Map container memory overflow Set the following parameters

set mapreduce.map.memory.mb=4096;
set mapreduce.map.java.opts=-Xmx3276M;
Copy the code

Reduce container memory overflow Set the following parameters

set mapreduce.reduce.memory.mb=4096; set mapreduce.reduce.java.opts=-Xmx3276M; Note: Java.opts is about 80% of memory.MB. The minimum unit of memory increase is 1GB, based on the size of memory overflow (for example: Current usage: 2.0 GB of 2 GB physical memory used).Copy the code

Parameter Description:

  • Mapreduce.map.memory.
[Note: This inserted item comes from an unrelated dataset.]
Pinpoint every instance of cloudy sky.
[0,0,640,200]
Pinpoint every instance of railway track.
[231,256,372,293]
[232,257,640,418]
MB: indicates the upper limit of memory (unit :MB) that a Map Task can use. The default value is 1024. If the actual resource usage of the Map Task exceeds this value, the Task is forcibly killed.
  • Mapreduce.map.java. opts: JVM parameter of a Map Task, where you can configure the default Java heap size parameter, which is typically set to 70%-80% of the previous parameter.
  • Graphs. Reduce. The memory. MB: a reduce Task can use resource limit (unit: MB), the default is 1024. If the amount of resources used by the Reduce Task exceeds this value, the Task is forcibly killed.
  • Graphs. Reduce. Java. Opts: reduce the Task of the JVM parameter, you can configure the default Java heap size parameter, generally on a parameter set to 70% – 80%.
  • mapreduce.map.cpu.vcores
  • mapreduce.reduce.cpu.vcores

2. Data skew

To put it simply, data skew refers to the uneven differentiation of data keys, resulting in a situation where some data are too much and some data are too little.

Take word count as an example to get started. Its map stage is to form the form (” AAA “,1), and then add values in the Reduce stage to get the number of occurrences of “AAA”. If the text for word count is 100GB, 80GB of which are all “AAA” and the remaining 20GB are other words, 80GB of data will be formed and handed to a Reduce for addition. The remaining 20G is dispersed to different Reduce according to different keys for sum. This results in data skew, and the clinical response is to run to 99% of reduce and then wait for the 80GB of reduce to run out.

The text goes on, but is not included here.